Before running any of the code, I recommend having a quick look over the guide I have started working on for this notebook. Make sure your runtime is set to a t4 gpu as Colab automatically sets it to a cpu.

**First Cells**

In [None]:
####This is super important, do not restart runtime while this block is still running, runtime should be restarted ONLY after this block is done running even if an option of restarting runtime is given before the cell ends.
#This cell is still super messy and needs to be cleaned up but this should be enough to start generating molecules and featurization
#Set up process
!pip install numpy
!pip install pandas==2.1.4
!pip install rdkit-pypi
!pip install deepmol
!pip install deepmol scikit-learn
!pip install git+https://github.com/samoturk/mol2vec#egg=mol2vec
!pip install biosynfoni
!pip install -r requirements.txt
!pip install --upgrade --force-reinstall "numpy<2" "pandas<=2.0.3" "scikit-learn<1.6" "rdkit==2023.9.6" "deepmol
!pip install dill
#Restart runtime after this cell is done running

In [None]:
#Run top cell first before this one
#I do not recommend running this cell more than once per runtime as it can lead to errors when it comes to the file pathway of REINVENT4
#Install reinvent
!git clone --depth 1 https://github.com/MolecularAI/REINVENT4.git
%cd REINVENT4

#CPU or GPU install
#!python install.py cpu -d none #This installs for the cpu
!python install.py cu124 -d none #This installs for the gpu



**Second Cells**

In [None]:
#These 3 imports are mostly likely to cause any failures
import numpy as np
import pandas as pd
from pandas.io.formats import format as pandas_format

# Without this if statement RDkit doesnt work for some reason
# RDKit just needs the attribute to exist, the return value is never actually used for your featurization. A proper fix for this error will be implemented soon.
if not hasattr(pandas_format, 'get_adjustment'):
    def get_adjustment(self, col, cell):
        return None
    pandas_format.get_adjustment = get_adjustment

#Continue imports
from rdkit import Chem
from rdkit.Chem import AllChem
import deepmol
from deepmol.loaders import CSVLoader
from deepmol.models import SklearnModel
from deepmol.compound_featurization import MorganFingerprint
from rdkit import DataStructs


# Load dataset (assuming a CSV file with SMILES and labels)
loader = CSVLoader(dataset_path='/content/enumerated_smiles (1).csv', smiles_field="Enumerated_SMILES") # This is for our existing database
dataset = loader.create_dataset()
genLoader = CSVLoader(dataset_path='/content/generated.csv', smiles_field="SMILES") #This is meant for newly generated SMILES
genDataset = genLoader.create_dataset()
print(dataset.get_shape()) #Print shape, used for debugging purposes
print(genDataset.get_shape()) #Print shape, used for debugging purposes
%cd /content

# Apply molecular featurization
featurizer = MorganFingerprint(radius=2, size=128) # Will featurize as ECFP2, radius and size can be changed
featurizer.featurize(dataset, inplace=True)
featurizer.featurize(genDataset, inplace=True)

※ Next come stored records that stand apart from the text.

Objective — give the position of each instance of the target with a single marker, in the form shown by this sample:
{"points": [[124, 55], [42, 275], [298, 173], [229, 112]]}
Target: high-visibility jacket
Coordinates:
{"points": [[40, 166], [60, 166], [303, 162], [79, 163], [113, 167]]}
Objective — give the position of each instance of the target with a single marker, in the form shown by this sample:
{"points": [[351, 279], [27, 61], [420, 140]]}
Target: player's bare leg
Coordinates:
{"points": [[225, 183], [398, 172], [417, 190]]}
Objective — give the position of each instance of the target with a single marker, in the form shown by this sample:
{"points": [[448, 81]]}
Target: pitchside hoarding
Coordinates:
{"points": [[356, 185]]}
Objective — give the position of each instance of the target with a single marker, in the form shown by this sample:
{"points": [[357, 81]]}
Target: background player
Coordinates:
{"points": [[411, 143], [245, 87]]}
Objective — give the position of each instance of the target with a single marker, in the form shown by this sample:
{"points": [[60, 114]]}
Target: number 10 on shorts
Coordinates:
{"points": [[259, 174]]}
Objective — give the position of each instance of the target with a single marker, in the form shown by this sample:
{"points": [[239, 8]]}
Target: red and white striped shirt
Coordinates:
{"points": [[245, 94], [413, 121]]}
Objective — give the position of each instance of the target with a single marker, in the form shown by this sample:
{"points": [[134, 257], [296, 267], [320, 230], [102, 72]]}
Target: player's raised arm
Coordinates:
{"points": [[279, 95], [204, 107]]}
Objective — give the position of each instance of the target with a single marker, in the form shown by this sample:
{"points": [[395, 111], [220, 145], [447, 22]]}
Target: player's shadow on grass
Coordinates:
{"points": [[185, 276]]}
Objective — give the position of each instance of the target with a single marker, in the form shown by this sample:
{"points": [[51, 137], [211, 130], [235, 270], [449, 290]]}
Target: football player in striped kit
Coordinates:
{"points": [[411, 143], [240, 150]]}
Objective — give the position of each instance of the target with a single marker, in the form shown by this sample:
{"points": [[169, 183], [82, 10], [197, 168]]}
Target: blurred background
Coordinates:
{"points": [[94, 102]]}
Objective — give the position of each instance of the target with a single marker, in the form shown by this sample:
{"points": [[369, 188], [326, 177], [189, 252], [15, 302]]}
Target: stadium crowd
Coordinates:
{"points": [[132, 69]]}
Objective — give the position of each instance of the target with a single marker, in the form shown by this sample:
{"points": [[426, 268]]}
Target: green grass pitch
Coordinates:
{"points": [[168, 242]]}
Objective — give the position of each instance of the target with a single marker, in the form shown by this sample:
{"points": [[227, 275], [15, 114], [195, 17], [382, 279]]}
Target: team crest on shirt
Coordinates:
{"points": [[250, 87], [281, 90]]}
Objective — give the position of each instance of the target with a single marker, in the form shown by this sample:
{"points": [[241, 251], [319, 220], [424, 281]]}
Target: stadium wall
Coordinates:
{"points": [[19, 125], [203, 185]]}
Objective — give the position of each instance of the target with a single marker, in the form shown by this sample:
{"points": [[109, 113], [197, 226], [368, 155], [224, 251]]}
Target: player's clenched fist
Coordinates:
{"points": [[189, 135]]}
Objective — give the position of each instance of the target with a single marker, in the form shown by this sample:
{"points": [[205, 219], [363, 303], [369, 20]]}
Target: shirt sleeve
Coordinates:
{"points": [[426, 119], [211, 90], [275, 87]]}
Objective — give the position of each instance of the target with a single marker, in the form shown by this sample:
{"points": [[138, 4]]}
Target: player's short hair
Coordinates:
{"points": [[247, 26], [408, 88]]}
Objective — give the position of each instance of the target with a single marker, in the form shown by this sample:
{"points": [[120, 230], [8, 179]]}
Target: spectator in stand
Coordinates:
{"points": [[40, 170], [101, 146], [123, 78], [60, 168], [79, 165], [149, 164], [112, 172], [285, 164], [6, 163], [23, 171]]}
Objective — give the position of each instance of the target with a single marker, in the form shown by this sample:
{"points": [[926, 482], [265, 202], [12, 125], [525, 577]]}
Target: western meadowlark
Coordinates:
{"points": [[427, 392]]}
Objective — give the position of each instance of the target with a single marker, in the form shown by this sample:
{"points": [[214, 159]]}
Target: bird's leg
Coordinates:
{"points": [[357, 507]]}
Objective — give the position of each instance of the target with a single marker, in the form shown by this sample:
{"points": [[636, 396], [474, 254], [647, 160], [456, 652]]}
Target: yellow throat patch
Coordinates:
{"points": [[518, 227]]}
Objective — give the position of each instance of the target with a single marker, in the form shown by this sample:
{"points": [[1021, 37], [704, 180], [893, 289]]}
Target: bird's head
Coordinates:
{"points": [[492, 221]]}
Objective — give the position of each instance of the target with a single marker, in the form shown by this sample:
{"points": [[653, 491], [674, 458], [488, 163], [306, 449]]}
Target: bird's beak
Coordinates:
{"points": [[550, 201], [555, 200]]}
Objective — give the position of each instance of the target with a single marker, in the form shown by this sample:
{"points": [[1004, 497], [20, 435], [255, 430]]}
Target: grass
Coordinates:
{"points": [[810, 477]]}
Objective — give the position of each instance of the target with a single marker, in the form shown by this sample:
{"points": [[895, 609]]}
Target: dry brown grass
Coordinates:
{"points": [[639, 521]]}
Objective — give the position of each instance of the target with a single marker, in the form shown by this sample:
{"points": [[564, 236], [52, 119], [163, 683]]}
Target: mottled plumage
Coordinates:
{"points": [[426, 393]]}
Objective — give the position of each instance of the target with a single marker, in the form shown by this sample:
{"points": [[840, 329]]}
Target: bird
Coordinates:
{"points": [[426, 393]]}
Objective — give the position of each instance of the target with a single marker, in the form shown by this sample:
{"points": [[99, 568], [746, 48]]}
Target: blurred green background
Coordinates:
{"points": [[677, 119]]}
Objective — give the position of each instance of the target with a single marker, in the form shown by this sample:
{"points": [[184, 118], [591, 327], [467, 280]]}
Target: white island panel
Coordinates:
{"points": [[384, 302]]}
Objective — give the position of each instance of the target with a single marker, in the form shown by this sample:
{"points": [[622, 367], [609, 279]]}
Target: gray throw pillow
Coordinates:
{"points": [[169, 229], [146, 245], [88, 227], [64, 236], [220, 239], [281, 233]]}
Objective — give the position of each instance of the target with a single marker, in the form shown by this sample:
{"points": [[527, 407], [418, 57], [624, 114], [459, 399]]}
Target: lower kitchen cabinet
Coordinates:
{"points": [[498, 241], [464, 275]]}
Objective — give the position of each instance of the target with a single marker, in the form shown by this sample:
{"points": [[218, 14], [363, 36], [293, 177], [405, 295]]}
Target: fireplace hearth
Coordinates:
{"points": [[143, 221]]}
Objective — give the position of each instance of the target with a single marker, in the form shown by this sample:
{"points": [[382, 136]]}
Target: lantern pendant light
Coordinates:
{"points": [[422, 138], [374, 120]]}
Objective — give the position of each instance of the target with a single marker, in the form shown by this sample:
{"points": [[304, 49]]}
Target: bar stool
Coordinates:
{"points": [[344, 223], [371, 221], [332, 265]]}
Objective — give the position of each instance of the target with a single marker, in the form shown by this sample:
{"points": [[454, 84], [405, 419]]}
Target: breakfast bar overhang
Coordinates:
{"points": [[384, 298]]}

#Creates a new csv file and transfers featurized smiles into it
features_df = pd.DataFrame(dataset.X)
features_df['SMILES'] = dataset.smiles
features_df.to_csv('featurized_dataset.csv', index=False)
print("featurized_dataset.csv has been generated.")

##Next portion is for computing similaritys (Potentially wrong, need to review), This code can take super longer to run depending the bit length size

#genDataset.X and dataset.X are DeepMol-featurized (binary fingerprints)
def tanimoto_np(fp1, fp2):
    intersection = np.dot(fp1, fp2)
    return intersection / (np.sum(fp1) + np.sum(fp2) - intersection + 1e-10)  #+1e-10 is added to remove division by 0 even if it is not a part of the formula

# Compute pairwise Tanimoto similarity
similarities = []
for gen_fp in genDataset.X:
    row = [tanimoto_np(gen_fp, db_fp) for db_fp in dataset.X]
    similarities.append(row)

#Puts our similaritoes into a a new csv
similarities_df = pd.DataFrame(similarities)
similarities_df.to_csv("tanimoto_similarities.csv", index=False)



**Third Cell**

In [None]:
###Note this code will probably fail the first time it runs, but should run properly the second time and will take about 3-5 minutes to run of the default parameters
#Needed imports
import pandas as pd, textwrap, subprocess, os, sys

SMILES_PATH = "/content/enumerated_smiles (1).csv"    # change if your file lives elsewhere
LIMIT = 10000  # number of entries

smiles = pd.read_csv(SMILES_PATH, header=None, nrows=LIMIT).iloc[:, 0].astype(str) #To do all entires, just remove the nrows=LIMIT slice (or set LIMIT=None) so Pandas reads the whole file:
smiles.to_csv("train.smi", index=False, header=False)
print(f"Prepared train.smi with {len(smiles)} molecules")
%cd /content/REINVENT4

# write a tiny transfer-learning config (GPU) *NOTE refer to user guide to understand how epochs and batch size work
tl_toml = textwrap.dedent("""
    run_type = "transfer_learning"
    device   = "cuda:0"

    [parameters]
    num_epochs  = 10
    batch_size  = 64
    input_model_file       = "priors/reinvent.prior"
    smiles_file            = "train.smi"
    validation_smiles_file = "train.smi"
    output_model_file      = "tiny.model"
""")
open("my_tl.toml", "w").write(tl_toml)


#fine-tune the RNN
os.chdir('/content/REINVENT4')
#A decent amount of errors can be caused by the next line. This is usually because the 'reinvent' file is not being read properly.
#A common fix that I found is just rerunning this cell will somehow solve this problem. Proper fix is needed for this but as of right now I have no idea why this error occurs.
subprocess.run(["reinvent", "-l", "tl.log", "my_tl.toml"], check=True)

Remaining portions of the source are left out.